SQL Server Performance

Index Tuning Wizard and First Statement in a Batch Limitation

Discussion in 'Performance Tuning for DBAs' started by ZLA, Jun 19, 2008.

  1. ZLA New Member

    According to SQL Server Query Performance Tuning Distilled by Sajal Dam, the Index Tuning Wizard only looks at the first SQL statement in a batch statement from a trace file. My web site generally groups multiple statements together to reduce the cost of connections. Often the first several statements are simple ones with the more resource intensive ones coming later. I don't use the GO keyword to separate my statements.
    Is there any way to get the ITW to look at all my statements? Do I need to edit the source text data manually and add GOs to all my batches?
    Thanks in advance.
  2. Luis Martin Moderator

    Could you post a little part of you batch?
  3. ZLA New Member

    Here are three examples. I've changed the object names in some cases for confidentiality reasons. Any syntax errors are from the editing and not in the actual source. If the book's comment is correct, then the last two batches will ignore all the important content after the two DECLARE statements.
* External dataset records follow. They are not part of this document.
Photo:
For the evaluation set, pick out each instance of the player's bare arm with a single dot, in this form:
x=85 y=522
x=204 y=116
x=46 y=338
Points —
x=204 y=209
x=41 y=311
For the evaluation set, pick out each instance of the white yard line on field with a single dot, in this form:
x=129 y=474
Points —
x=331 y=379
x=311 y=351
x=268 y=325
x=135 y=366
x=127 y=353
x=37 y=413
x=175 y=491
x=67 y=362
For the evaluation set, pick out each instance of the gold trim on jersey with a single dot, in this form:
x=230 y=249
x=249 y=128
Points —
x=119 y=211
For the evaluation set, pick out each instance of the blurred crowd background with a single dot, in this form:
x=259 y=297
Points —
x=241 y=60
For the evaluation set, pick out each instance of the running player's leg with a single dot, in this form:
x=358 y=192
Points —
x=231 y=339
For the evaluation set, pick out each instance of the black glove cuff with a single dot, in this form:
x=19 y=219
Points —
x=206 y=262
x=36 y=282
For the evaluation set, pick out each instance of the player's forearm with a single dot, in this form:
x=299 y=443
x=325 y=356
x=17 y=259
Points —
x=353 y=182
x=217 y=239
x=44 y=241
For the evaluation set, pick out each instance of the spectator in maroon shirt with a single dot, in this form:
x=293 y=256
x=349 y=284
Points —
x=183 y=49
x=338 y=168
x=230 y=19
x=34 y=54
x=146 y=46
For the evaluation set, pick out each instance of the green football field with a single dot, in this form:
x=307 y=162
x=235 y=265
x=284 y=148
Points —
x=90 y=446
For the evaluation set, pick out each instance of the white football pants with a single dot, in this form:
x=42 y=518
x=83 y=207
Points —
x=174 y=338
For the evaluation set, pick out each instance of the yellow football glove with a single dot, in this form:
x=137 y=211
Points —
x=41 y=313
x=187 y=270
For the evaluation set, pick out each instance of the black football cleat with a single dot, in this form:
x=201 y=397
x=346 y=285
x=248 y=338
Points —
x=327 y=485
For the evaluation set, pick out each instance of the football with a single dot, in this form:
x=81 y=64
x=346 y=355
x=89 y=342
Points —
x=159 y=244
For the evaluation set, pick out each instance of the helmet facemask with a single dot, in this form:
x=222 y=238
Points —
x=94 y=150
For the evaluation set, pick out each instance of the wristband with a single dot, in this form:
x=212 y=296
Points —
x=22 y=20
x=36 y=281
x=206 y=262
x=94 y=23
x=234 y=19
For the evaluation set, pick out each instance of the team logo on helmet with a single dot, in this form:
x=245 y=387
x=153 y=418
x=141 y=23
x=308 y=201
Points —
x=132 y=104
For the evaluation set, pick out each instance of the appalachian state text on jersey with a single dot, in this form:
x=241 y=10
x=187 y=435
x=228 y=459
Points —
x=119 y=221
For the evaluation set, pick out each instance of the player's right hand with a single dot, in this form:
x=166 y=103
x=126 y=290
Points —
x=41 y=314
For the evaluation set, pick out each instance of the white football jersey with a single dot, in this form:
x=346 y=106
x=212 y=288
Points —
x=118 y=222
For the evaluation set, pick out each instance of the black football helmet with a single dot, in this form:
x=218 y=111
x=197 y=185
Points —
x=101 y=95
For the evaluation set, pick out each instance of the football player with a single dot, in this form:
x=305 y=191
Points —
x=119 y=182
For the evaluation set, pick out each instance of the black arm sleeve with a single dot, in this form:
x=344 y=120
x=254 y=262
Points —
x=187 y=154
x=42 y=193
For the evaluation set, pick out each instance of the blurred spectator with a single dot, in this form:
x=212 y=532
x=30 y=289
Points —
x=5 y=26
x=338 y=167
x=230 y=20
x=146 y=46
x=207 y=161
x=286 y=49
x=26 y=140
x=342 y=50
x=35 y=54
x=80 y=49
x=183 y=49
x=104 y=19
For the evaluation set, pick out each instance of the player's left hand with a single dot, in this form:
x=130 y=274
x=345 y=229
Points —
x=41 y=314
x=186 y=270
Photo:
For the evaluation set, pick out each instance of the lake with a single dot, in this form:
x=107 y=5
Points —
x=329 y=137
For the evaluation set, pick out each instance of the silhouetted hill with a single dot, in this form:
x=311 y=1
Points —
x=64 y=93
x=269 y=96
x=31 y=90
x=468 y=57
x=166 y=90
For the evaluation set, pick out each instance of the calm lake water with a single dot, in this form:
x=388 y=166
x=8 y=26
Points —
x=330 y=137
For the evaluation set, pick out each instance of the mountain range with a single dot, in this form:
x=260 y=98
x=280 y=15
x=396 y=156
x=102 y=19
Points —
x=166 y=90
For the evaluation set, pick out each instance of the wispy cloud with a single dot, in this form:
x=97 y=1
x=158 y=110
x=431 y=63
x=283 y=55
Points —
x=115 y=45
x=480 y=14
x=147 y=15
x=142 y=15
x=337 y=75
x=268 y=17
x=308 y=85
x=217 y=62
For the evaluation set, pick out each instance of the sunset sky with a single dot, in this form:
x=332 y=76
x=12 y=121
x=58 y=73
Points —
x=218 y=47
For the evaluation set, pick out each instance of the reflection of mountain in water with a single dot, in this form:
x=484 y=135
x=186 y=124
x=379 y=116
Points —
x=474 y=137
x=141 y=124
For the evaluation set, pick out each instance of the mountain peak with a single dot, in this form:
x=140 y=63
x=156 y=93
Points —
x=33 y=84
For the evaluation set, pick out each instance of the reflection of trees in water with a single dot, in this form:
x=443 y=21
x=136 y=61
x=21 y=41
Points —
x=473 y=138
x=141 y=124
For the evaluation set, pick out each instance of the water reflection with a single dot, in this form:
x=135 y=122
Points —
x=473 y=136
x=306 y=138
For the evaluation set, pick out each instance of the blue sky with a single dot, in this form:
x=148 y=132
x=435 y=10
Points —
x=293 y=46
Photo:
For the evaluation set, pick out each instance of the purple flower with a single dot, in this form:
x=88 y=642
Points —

The first batch will probably tune the components of vReceiveList but ignore any tuning for MMTable with respect to it's subquery.
    I haven't actually tested the book's assertion and was just trying to see if anyone knew about the limitation or if I need to add GO statements after the semicolons in order to get all the statements considered by the Wizard.
    SELECT * FROM vReceiveList WHERE 1=1;
    SELECT * FROM vReceiveDetailList WHERE 1=1;
    SELECT ClientID, MaterialID FROM MMTable WHERE ListInd = 1 AND ClientID IN (SELECT DISTINCT ClientID FROM vReceiveList WHERE AssignInd = 1) ORDER BY ClientID, MaterialID
    DECLARE @ID int;
    SELECT @ID = ClientID FROM vEditData WHERE BatchID = 1760;
    EXEC spGetMaterials @ClientID, 1, 1;
    SELECT * FROM vEditData WHERE ItemID = 1730;
    SELECT * FROM vDetailEditData WHERE ItemID = 1730;
    EXEC spGetTM;
    EXEC spGetMaterials @SiteID, 1;
    EXEC spGetRType;
    SELECT MeasureTypeID, MeasureType FROM MTRTable ORDER BY MeasureTypeDescription;
    DECLARE @IDArray varchar(7000);
    EXEC spAddData 1387, '5.4', 0, 133, @IDArray OUTPUT;
    EXEC spScheduleData @IDArray, '', '1/18/2007', NULL, 133;
    EXEC spAddData 1387, '5.4', 0, 133, @IDArray OUTPUT;
    EXEC spScheduleData @IDArray, '', '2/17/2007', NULL, 133;
  4. Adriaan New Member

    Why don't you create this as a sproc, and run the ITW against that?
  5. Luis Martin Moderator

    I really don't now if you need a GO statement to go on with ITW in a trace.
    I don't work (in performance issue) in that way.
    If I were you, this is what a try:
    Open Query Analyzer and test, check execution plan, run ITW with:
    SELECT * FROM vReceiveList WHERE 1=1;
    SELECT * FROM vReceiveDetailList WHERE 1=1;
    SELECTClientID, MaterialID FROM MMTable WHERE ListInd = 1 AND ClientID IN(SELECT DISTINCT ClientID FROM vReceiveList WHERE AssignInd = 1) ORDERBY ClientID, MaterialID
    And repeat this method with:
    DECLARE @ID int;
    SELECT @ID = ClientID FROM vEditData WHERE BatchID = 1760;
    EXEC spGetMaterials @ClientID, 1, 1;
    SELECT * FROM vEditData WHERE ItemID = 1730;
    SELECT * FROM vDetailEditData WHERE ItemID = 1730;
    EXEC spGetTM;
    EXEC spGetMaterials @SiteID, 1;
    EXEC spGetRType;
    SELECT MeasureTypeID, MeasureType FROM MTRTable ORDER BY MeasureTypeDescription;
    And so on.
  6. ZLA New Member

    I guess I've been thinking I had to anaIyze an entire batch of statements in order for ITW to consider indexes that balance all of the query requirements, not just a particular query. After all, what works best for one query might not be best for another.
    But from your response and other reading I've done, I get the impression that many people use ITW to suggest indexes for individual queries and then pick the "best" recommendations so as not to implement too many indexes.
    Thank you for the feedback. I'll try what you suggest.